What is shocking versus what is invisible: Chrishaun McDonald, racism and transphobia
In the early morning of June 5th, a young trans woman of color named Chrishaun McDonald and her friends walked by the Schooner Tavern at the busy intersection of 27th and Lake in Minneapolis. A white, older bar patron named Dean Schmitz stood at the door of the Schooner. According to McDonald's roommate, Schmitz started harassing McDonald, shouting, " Did you think you were going to rape somebody in those girl clothes?" and adding racial slurs. What happened next is unclear. Minutes later, Schmitz was dead and McDonald was in custody. The Star Tribune writes that according to McDonald, Schmitz attacked her and ran into a pair of scissors that she held in self-defense.
Now, in prison, Chrishaun is being held in solitary on a charge of second degree murder. The trans rights advocate who has been trying to meet with her has been turned away repeatedly. She is being charged as the wrong gender and media coverage describes her as a "man". News from the jail suggests harassment and abuse. And let's not kid ourselves - we're looking at a court system where the deck is stacked against trans people, working class people and people of color.
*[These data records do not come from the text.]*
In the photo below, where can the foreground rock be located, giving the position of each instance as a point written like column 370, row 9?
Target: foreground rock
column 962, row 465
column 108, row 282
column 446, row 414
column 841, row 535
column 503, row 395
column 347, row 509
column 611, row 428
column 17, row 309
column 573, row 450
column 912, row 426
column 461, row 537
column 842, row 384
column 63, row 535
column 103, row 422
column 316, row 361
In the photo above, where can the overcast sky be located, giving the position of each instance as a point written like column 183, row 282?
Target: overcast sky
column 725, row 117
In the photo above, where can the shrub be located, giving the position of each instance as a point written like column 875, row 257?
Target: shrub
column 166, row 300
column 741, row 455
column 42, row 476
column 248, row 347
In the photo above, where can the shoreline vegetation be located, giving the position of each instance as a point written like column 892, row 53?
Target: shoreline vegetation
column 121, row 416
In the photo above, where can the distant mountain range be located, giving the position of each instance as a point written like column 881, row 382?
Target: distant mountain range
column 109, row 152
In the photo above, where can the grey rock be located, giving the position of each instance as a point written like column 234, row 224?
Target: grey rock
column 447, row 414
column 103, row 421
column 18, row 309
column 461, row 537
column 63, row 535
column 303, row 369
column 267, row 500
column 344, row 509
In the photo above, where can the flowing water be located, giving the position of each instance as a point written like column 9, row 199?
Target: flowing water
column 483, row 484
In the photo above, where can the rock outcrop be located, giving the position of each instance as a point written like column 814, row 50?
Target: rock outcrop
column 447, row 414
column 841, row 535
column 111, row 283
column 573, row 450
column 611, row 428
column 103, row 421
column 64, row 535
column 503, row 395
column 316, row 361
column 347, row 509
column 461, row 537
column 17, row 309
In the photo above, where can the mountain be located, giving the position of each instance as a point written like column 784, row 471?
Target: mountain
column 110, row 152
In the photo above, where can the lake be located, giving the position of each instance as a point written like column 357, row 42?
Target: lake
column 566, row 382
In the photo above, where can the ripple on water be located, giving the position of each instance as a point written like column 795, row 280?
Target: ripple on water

A representative of the Trans Youth Support Network (TYSN) lays out the situation: "The attack on Chrishaun included racist, transphobic, and anti-feminine verbal assaults. These verbal assaults are extensions of the violent machine works of our society that are built upon capitalist exploitation of people of color, poor people, and feminine presenting people. Because she is poor, accessing a competent lawyer was difficult. Without the support of her friends and community, she would have been left with a Public Defender who may not have understood or supported her experiences as a trans woman, as is frequently the case for incarcerated gender non-conforming people. In addition, she is not able to meet her $150,000 bail. Had Chrishaun been able to access bail money, she would have had that much more contact with her family, friends, and community supporters. She is without the freedom to organize support for herself because she's in the Hennepin County Public Safety Facility."
This case is a moment of decision - if we're queer, then it's a moment of decision as queers, if white then as white people, if allies then as allies. Do we close our eyes and say "at least it's not happening to me and I hope it never does" or do we get real about the system that put Chrishaun where she is?